My natural tetchiness only lasted a couple of days after touchdown and for the rest of the holiday I was as relaxed as a cat stretched out on a sunny patio. Dan really had nothing to reproach me with, and besides, the Mediterranean climate didn’t seem suited to rules and routines. I expect it’s all in my head, but I think of all that as being a northern European thing.

It had been hot in town before we left, but heat at home is different. It means sweating in your work clothes, polluted air, stinking bins on collection day. It makes everything more stressful.

Lucky, then, that on the day we landed at Gatwick the British summer was well and truly over and we ran from the terminal to the car park through a gauntlet of hailstones.

And now, on Bank Holiday Monday, weather conditions were no better, which boded badly for the barbecue we’d been invited to by one of Dan’s police mates.

It’d been weird since we got back from Spain, as if one of us was waiting for the other to bring up the subject of our dodgy pre-holiday activities, but nobody wanted to be the one to break the silence. The two weeks away seemed to have re-set us back to our defaults. Me snappy. Him sighing. The odd silent stand-off, a few instances of under-the-breath muttering and passive aggression. I was creeping slowly back into my old, unwanted ways.

I didn’t want to go to the barbecue much and I did my hair and make-up grudgingly, wishing I could stay home and watch TV instead. After all, it was back to work tomorrow and I didn’t want to be drinking and staying out late. I was already in a mood of high dudgeon by the time I got into the car.

‘We aren’t staying late, are we?’ I griped as Dan turned the key in the ignition.

‘No, no, not late. I can’t drink anyway, since I’m driving … unless you want to …’

‘Drive home? Oh. OK.’

There were advantages to this course. I could leave when I wanted, as the designated driver, instead of waiting for Dan to finish an interminable round of cop anecdotes. They were good anecdotes, but I’d heard them all before.

And I wouldn’t risk a hangover. I know it’s easy to intend to stick to no more than two alcoholic drinks, alternate them with water, blah blah, but somehow two often seem to stretch to more, especially when people refill your glass without asking.
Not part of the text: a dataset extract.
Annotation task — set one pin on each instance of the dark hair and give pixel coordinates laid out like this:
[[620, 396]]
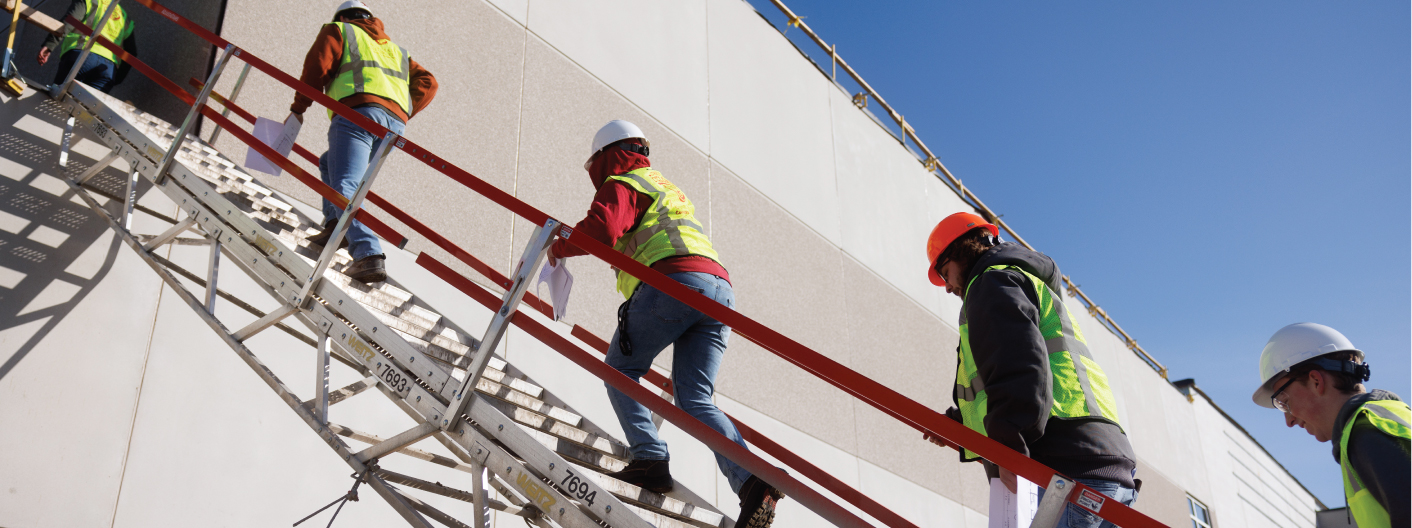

‘Really?’ Dan stared at me, delaying putting his foot on the accelerator. ‘You’re sure? Even though we have to go through Smash-Up Junction?’

‘Well, it should be OK later on at night. It won’t exactly be rush hour.’

‘Cool. Thanks, love.’

Dan was chipper as he guided us through Bank Holiday traffic to his friend’s place on the other side of town.

He lived in an apartment complex with an underground car park – the barbecue was on his roof terrace. At least, that was the idea, but the driving rain forced us all indoors and he had to make use of the oven instead.

I turned down all offers of wine and beer and stuck to Coke. These dos were even more boring without alcohol, though, and I couldn’t really join in with all the shop talk that was going on. I had to content myself with over-eating and smiling indulgently at Dan’s stories. Perhaps I should have brought a book.

After two hours of this, I suggested that perhaps we should go home.

There was a chorus of protest, in which Dan joined.

‘We’ve only just got here.’

I think he was on his third can of lager, or it might have been his fourth. He was at that stage where he wanted to hold forth to an avid audience, and delight in his eloquence and popularity. Two more cans and he’d be telling everyone how much he loved them.